STJD denuncia Lucca, Roth e dirigentes por reclamações a árbitros

São Paulo, SP

02-11-2016 20:18:33

A Procuradoria do Superior Tribunal de Justiça Desportiva (STJD) acatou o pedido da Associação Nacional dos Árbitros de Futebol (Anaf) e denunciou o atacante Lucca, do Corinthians, o técnico Celso Roth, do Internacional, o presidente do Atlético-MG Daniel Nepomuceno e o diretor de futebol do Coritiba Alex Brasil por causa de reclamações contra a arbitragem.

A decisão do STJD foi tomada com base em uma solicitação formal da Anaf, feita no dia 27 de outubro, que pedia punição a jogadores, dirigentes e ao treinador Celso Roth por causa de declarações consideradas ofensivas dirigidas aos árbitros.

 

Lucca treinou entre os titulares e é o favorito, mas Gustavo ainda briga para ser titular (Foto: Djalma Vassão/Gazeta Press)
Lucca pode pegar de um a seis jogos de gancho por críticas à arbitragem no duelo contra o Flamengo (Foto: Djalma Vassão/Gazeta Press)

 

“A Anaf, que representa os árbitros, entende que as condutas perpetradas foram contrárias a disciplina e a ética desportiva, deixando claro, que os árbitros são idôneos e não tem a intenção de favorecer ou até mesmo a prejudicar qualquer agremiação na disputa do referido certame, houve acusações, ofensas, desrespeito e insinuações infundadas, que afrontam sobremaneira os artigos do CBJD”, escreveu a entidade em documento enviado ao STJD.

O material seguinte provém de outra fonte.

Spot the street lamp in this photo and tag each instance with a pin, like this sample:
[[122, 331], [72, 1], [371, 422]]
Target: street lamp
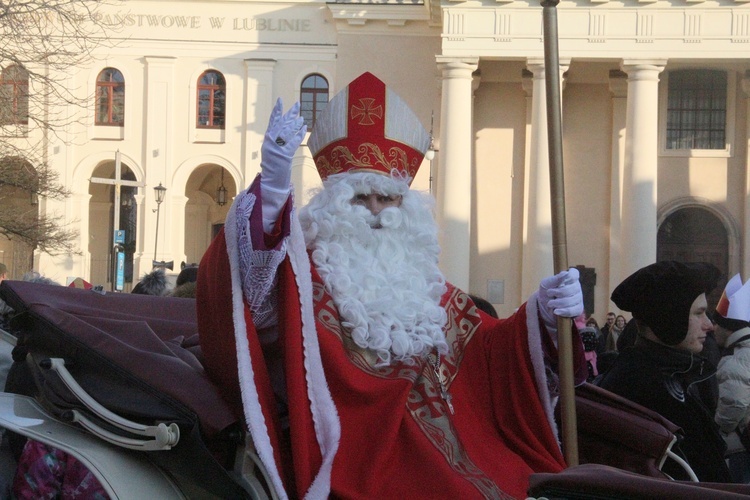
[[159, 194]]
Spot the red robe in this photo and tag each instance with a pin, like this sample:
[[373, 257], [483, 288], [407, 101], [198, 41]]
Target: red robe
[[388, 432]]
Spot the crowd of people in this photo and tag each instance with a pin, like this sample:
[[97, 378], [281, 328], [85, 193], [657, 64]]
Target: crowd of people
[[672, 358], [334, 326]]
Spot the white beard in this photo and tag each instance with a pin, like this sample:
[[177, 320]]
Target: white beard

A Anaf também pediu sanções contra os mandatários do Palmeiras, Paulo Nobre, do Fluminense, Peter Siemsen, e do Figueirense, Wilfredo Brillinger, além de Diego Souza, meio-campista do Sport. O STJD, entretanto, não abriu denúncia para estes nomes por considerar que todos eles já foram julgados anteriormente por criticar a arbitragem.

Lucca, Celso Roth, Daniel Nepomuceno e Alex Brasil foram enquadrados no artigo 258 do Código Brasileiro de Justiça Desportiva (CBJD), referente a conduta contrária à disciplina ou à ética esportiva. Em caso de condenação, a pena varia de um a seis jogos de suspensão para Lucca e Roth e de 15 a 180 dias para Nepomuceno e Brasil. O julgamento ainda não tem data marcada.